Safa mentertawakan penampilan Athaya yang wajahnya belepotan karena tangannya mengelap. Bukannya bersih, saus coklat malah melebar ke pipinya.
"Beb, kapan datang?" Andina menghampiri, ikut duduk di karpet yang berantakan dengan berbagai mainan milik Athaya.
"Baru aja. Nih aku buatin puding buat busui." Safa mendekatkan kotak ke depan Andina.
"Hm, puding Onti Safa memang the best." Andina ikut mencicipi. Ia membiarkan dulu Athaya yang belepotan, malah bocah itu nambah mengambil 1 cup lagi.
"Beb, sudah baca di grup SMP belum? Bulan depan mau ada reunian satu angkatan kita katanya." Safa membuka hp, mengecek kembali informasi yang dilihatnya di grup SMP.
"Iya, aku baru cek. Kita ikut yuk! Aku kangen teman-teman SMP, terutama kelas kita." Andina menerawang akan masa-masa SMP yang banyak kenangan manis. Apalagi dirinya dan Safa termasuk populer, incaran tembakan para cowok.
"Moga ya suami-suami kita ngijinin." Safa tak kalah antusias untuk ikutan reuni.
****
Seorang pria tampan yang mengayuh sepeda berhenti di trotoar. Ia sengaja memilih bersepeda dari apartemen menuju penjual serabi sekalian olahraga.

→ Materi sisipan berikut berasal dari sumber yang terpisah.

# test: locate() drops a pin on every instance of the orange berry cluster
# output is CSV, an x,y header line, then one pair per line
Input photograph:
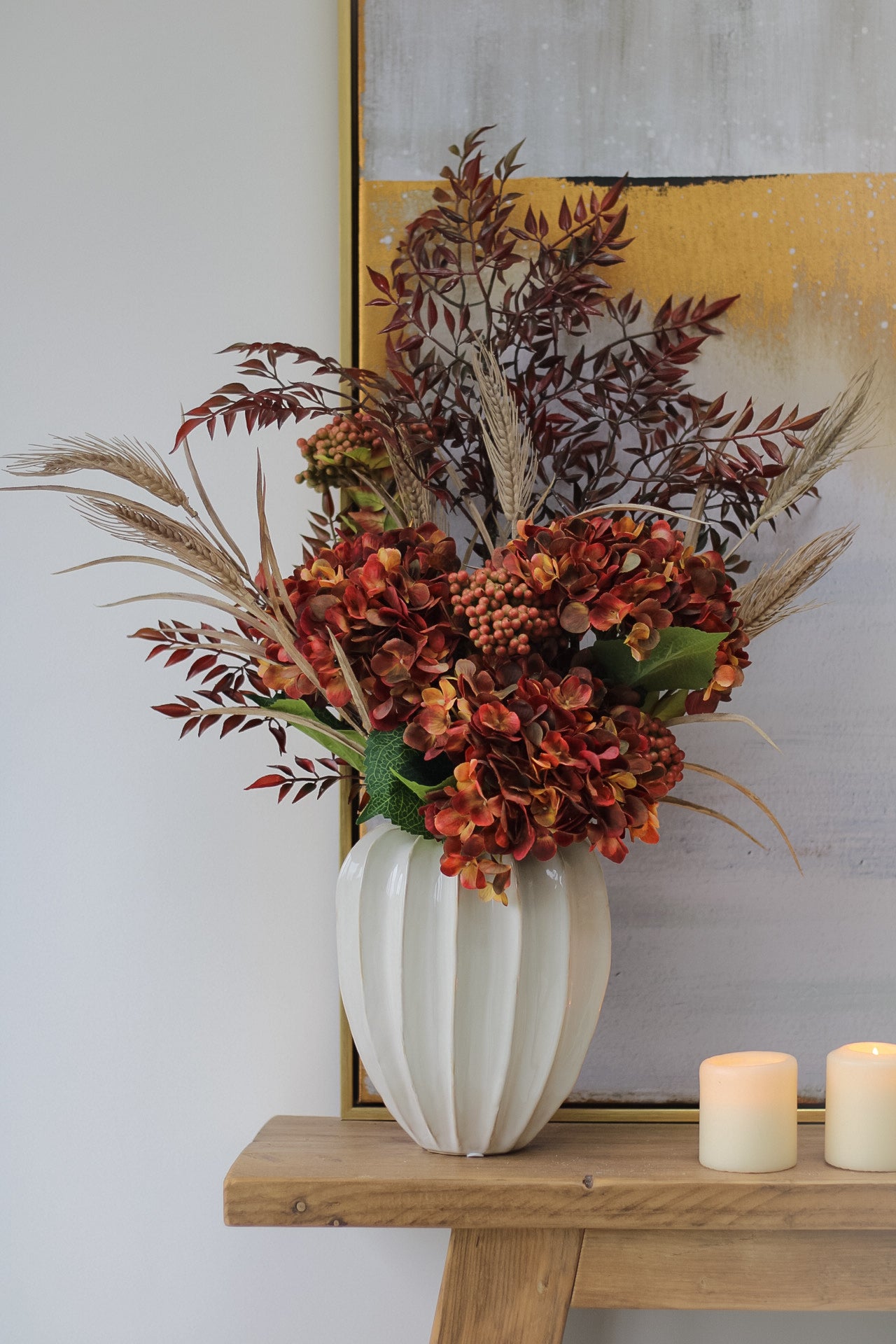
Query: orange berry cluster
x,y
335,447
503,613
665,750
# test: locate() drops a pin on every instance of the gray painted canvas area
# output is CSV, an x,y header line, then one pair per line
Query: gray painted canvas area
x,y
718,945
652,88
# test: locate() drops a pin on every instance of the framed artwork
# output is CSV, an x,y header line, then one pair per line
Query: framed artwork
x,y
760,143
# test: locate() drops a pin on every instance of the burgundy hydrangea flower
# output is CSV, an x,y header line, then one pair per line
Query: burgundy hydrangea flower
x,y
383,597
542,764
555,584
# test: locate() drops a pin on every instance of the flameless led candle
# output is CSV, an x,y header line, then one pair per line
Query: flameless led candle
x,y
748,1112
860,1120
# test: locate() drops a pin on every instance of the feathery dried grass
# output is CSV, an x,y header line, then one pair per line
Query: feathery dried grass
x,y
124,457
773,594
848,426
510,447
146,526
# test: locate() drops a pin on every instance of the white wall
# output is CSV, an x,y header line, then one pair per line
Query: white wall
x,y
167,948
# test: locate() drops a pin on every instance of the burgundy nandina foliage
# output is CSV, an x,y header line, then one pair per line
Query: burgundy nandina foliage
x,y
383,597
543,764
602,387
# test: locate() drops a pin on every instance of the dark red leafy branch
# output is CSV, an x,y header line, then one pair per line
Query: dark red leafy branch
x,y
601,385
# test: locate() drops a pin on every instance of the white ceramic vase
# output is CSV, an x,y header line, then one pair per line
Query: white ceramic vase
x,y
472,1018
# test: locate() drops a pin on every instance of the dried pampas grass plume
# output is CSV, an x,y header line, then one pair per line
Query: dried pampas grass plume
x,y
773,594
848,426
144,526
510,447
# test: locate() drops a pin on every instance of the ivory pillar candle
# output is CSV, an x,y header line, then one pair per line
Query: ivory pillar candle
x,y
748,1112
860,1121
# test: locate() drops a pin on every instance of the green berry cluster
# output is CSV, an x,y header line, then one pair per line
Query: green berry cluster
x,y
344,444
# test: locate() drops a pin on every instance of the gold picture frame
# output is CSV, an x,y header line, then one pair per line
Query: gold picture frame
x,y
359,204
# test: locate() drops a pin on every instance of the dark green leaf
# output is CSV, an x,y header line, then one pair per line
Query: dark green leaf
x,y
684,659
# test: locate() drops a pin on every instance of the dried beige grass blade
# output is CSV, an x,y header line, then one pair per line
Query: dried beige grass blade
x,y
414,498
696,508
149,559
351,682
637,508
722,718
279,597
536,507
754,799
711,812
133,522
773,594
211,511
508,445
139,464
844,429
468,503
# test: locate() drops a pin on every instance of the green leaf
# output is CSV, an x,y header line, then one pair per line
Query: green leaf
x,y
684,659
344,742
671,707
397,777
424,790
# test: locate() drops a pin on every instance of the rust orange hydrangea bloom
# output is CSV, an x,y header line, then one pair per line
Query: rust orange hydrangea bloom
x,y
543,762
382,596
555,584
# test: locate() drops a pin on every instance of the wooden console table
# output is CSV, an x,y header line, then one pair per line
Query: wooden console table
x,y
590,1215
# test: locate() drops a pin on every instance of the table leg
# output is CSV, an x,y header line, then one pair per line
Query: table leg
x,y
507,1287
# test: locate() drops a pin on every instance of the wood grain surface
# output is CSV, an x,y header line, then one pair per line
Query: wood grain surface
x,y
312,1172
738,1270
507,1287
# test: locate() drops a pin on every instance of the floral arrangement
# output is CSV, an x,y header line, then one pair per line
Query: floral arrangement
x,y
527,568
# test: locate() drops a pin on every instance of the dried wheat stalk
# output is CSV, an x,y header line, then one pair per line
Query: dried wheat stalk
x,y
415,500
510,447
146,526
771,596
846,428
124,457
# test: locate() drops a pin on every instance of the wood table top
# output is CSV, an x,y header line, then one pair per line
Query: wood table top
x,y
305,1171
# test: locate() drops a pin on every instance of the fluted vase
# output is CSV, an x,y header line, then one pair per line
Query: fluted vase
x,y
472,1018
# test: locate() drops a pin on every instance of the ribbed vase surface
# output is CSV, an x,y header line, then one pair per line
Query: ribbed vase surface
x,y
470,1018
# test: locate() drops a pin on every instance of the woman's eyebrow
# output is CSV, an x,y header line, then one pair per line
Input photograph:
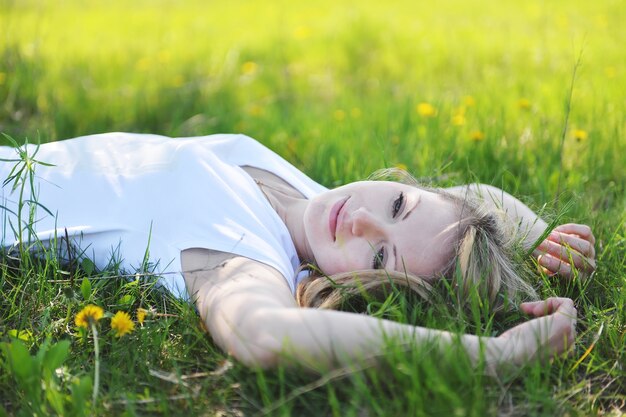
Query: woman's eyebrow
x,y
412,208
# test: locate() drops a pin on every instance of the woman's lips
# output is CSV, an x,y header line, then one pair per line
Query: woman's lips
x,y
334,216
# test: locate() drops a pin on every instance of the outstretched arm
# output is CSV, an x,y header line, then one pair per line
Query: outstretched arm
x,y
250,312
567,247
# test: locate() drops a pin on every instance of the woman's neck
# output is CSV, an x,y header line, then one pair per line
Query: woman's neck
x,y
288,203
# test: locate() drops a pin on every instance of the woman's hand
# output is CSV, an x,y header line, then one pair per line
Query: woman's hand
x,y
552,332
569,249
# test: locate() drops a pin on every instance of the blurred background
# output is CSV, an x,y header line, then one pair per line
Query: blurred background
x,y
340,88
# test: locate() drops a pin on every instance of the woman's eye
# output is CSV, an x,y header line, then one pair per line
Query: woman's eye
x,y
397,204
379,259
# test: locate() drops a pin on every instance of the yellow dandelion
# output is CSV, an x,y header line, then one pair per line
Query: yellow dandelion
x,y
426,110
302,32
122,324
339,115
165,56
469,101
178,81
580,135
89,314
249,68
255,110
524,104
477,135
141,315
458,119
355,112
143,64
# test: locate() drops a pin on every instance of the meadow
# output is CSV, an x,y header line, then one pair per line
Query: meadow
x,y
528,96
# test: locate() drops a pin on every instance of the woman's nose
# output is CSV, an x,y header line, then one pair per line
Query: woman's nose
x,y
365,224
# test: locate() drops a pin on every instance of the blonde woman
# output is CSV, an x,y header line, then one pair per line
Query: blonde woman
x,y
229,224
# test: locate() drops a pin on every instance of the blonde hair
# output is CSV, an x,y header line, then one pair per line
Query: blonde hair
x,y
487,259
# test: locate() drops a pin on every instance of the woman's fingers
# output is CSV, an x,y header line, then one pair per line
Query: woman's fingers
x,y
568,247
575,242
551,332
549,306
564,254
581,230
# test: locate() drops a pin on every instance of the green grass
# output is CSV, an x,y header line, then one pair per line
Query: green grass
x,y
333,87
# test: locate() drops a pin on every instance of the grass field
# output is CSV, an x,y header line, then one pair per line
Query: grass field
x,y
528,96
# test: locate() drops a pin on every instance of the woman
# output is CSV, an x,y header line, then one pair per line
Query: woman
x,y
229,224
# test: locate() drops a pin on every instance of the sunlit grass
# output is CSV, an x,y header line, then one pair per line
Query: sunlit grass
x,y
455,91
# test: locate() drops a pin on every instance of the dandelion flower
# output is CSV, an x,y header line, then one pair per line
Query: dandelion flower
x,y
339,115
580,135
524,104
477,135
90,314
122,324
469,101
249,68
426,110
458,119
141,315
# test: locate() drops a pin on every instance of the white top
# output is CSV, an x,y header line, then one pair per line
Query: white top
x,y
121,196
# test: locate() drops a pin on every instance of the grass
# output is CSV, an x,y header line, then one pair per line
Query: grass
x,y
335,87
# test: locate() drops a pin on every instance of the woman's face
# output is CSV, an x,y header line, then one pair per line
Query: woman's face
x,y
381,225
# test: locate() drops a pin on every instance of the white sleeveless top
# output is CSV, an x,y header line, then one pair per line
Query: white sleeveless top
x,y
128,197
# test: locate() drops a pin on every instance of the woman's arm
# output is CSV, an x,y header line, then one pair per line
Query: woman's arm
x,y
568,246
251,313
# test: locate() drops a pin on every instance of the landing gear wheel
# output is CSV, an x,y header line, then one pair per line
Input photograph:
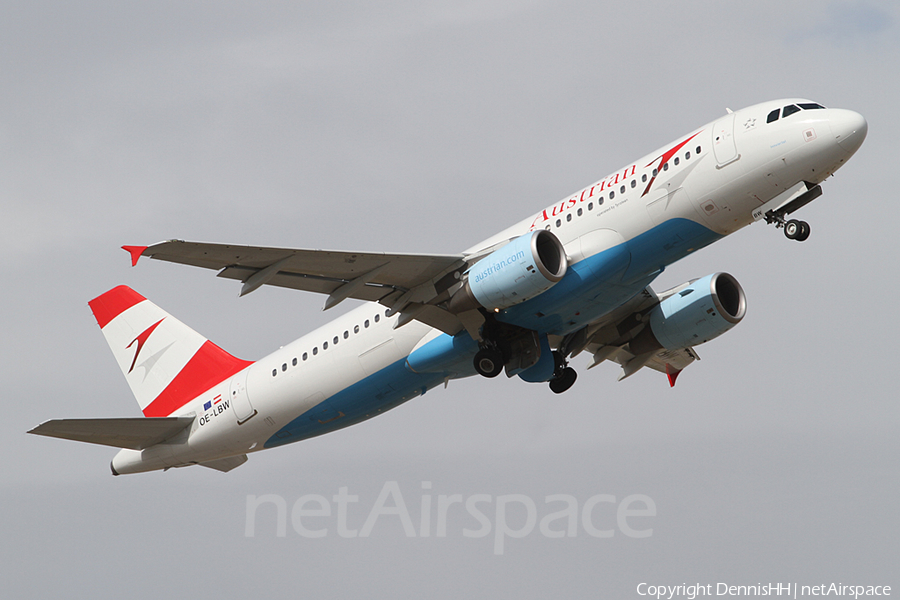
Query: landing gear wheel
x,y
565,380
792,229
488,362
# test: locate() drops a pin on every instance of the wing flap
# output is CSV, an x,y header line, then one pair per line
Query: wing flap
x,y
319,266
225,464
403,282
135,433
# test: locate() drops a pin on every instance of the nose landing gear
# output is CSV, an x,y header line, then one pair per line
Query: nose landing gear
x,y
796,230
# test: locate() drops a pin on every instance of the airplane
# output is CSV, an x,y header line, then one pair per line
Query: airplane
x,y
570,278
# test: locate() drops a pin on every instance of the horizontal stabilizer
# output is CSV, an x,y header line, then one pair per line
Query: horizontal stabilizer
x,y
225,464
135,433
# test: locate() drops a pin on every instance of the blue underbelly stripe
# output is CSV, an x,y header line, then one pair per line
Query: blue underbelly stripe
x,y
598,284
378,393
590,289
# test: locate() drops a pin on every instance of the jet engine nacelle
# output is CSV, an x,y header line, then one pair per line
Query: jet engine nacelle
x,y
702,311
524,268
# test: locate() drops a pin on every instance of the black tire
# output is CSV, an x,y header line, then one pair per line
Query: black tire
x,y
564,381
792,229
488,362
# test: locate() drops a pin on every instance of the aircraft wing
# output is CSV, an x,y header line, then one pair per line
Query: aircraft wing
x,y
610,339
136,433
407,283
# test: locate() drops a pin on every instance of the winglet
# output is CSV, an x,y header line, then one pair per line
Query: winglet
x,y
135,252
672,374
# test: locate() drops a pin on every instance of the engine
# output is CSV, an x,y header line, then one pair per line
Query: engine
x,y
702,311
524,268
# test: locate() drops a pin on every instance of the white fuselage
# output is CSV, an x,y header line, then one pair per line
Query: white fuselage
x,y
663,206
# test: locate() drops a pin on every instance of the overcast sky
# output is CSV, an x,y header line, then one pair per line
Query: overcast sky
x,y
426,127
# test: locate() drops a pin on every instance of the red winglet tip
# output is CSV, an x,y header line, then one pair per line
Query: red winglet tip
x,y
672,374
135,251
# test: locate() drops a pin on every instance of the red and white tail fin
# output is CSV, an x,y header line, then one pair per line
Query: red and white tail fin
x,y
166,363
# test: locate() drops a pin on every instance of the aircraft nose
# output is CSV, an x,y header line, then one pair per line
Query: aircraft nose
x,y
849,128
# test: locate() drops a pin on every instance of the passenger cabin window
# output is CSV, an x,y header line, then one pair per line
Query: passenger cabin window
x,y
789,110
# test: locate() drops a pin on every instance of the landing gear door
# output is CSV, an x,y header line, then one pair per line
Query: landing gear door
x,y
724,146
240,400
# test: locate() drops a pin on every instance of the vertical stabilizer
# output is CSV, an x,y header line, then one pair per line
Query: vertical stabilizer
x,y
166,363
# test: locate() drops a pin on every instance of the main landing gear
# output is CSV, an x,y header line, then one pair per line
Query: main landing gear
x,y
564,376
489,361
794,229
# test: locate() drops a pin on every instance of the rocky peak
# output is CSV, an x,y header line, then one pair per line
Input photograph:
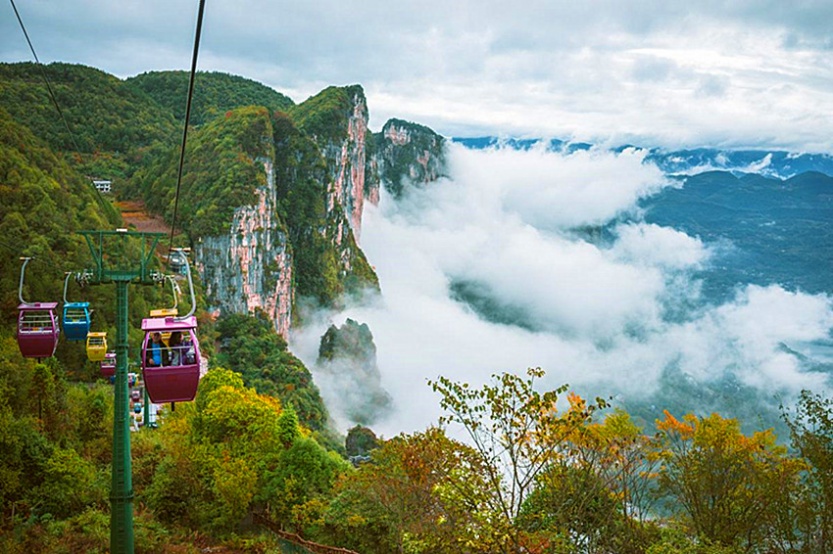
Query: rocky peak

Ia menghampiri sepasang suami istri yang sudah berumur. Mereka adalah penjual serabi yang biasa mangkal setiap hari, dari subuh sampai jam 7 pagi. Enaknya serabi ini karena dimasak menggunakan arang dan resep rahasia sehingga rasanya istimewa, lain dari yang lain. Kadang sebelum jam 7 dagangannya sudah habis.
Willi berjongkok di dekat tungku, setelah dua orang pembeli pergi menenteng kresek putih berisi serabi panas.
"Mak, istri saya lagi ngidam pingin serabi, pakai oncom 4, polos 3. Tapi oncomnya harus ditabur di pinggirannya jangan di tengah. Begitu Mak, pesan istri saya."
Emak penjual serabi terkekeh memperlihatkan gigi depannya yang ompong, mendengar permintaan pembelinya.
"Aden harus banyak-banyak sabar menghadapi keinginan istri yang lagi hamil. Kadang suka ngidam yang aneh-aneh." Sambil menuangkan adonan serabi ke dalam katel kecil, si Emak berkata memberikan nasehat.
"Iya Mak. Beruntung mintanya pagi, kalau tengah malam haduh repot saya Mak, harus nyari ke mana." Willi ikut membantu menuangkan adonan ke katel ke 3 dan 4. Ada 4 tungku berjajar, dengan gesit tangan yang keriput itu menaburkan oncom sesuai permintaan Willi.
Sambil menunggu matang, Willk asyik berbincang dengan Abah dan Emak, yang rumahnya dekat dengan lokasi jualan, tinggal masuk ke dalam gang.
Serabi oncom sudah matang, menunggu serabi polos yang baru dituang adonannya. "Abah dan Emak kan sudah tua, kenapa masih mau jualan?" Rasa penasaran memggelitik hati Willi. Sepantasnya usia 70an itu duduk manis menikmati hari tua.
"Ah, Abah sama Emak mah nggak betah duduk diam. Mumpung sehat dan ada umur, daripada berleha-leha mengharap belas kasihan orang, mendingan jualan begini, lumayan buat menyambung makan." Abah yang menjawab pertanyaan Willi.
"Lah emang anak-anak Abah nggak menjamin biaya hidup Abah sama Emak?"
"Ah, Aden, keluarga Abah mah bukan orang berada. Abah punya dua orang anak, semuanya perempuan. Semuanya ikut suami yang kerjanya buruh bangunan, rumah mereka ngontrak. Bersyukur anak dan cucu bisa makan dan bayar kontrakan juga. Orang miskin mah keinginannya tidak muluk-muluk, cukup bisa makan dan sehat saja, Alhamdulillah."
Kata-kata Abah membuat Willi speechless, disaat banyak orang berlomba mengejar gaya hidup sampai segala cara ditempuh, tapi seorang Abah keinginannya begitu sederhana. Pantas saja dua orang tua itu tampak sehat karena memiliki hati yang lapang, pandai bersyukur.
"Jadi berapa, Mak?" Willi menerima kantong kresek yang disodorkan Emak.
"Serabi 7, jadi 21 ribu, Den."
Willi mengeluarkan dompetnya. Ia menyerahkan uang kepada Emak.
"Ini kebanyakan atuh Aden, 21 ribu. Bukan 500 ribu." Emak terkaget, dan berniat mengembalikan lagi uang itu.
"Terima aja Mak, itu rejeki buat Abah sama Emak karena sudah memberi saya pelajaran tentang hidup. Semoga Abah dan Emak sehat selalu dan panjang umur."
Willi segera pergi tanpa menunggu jawaban keduanya.
Abah dan Emak saling pandang dengan mata berkaca-kaca, haru. Doa tulus mereka panjatkan untuk pemuda baik hati yang telah memberinya rejeki yang tak disangka-sangka.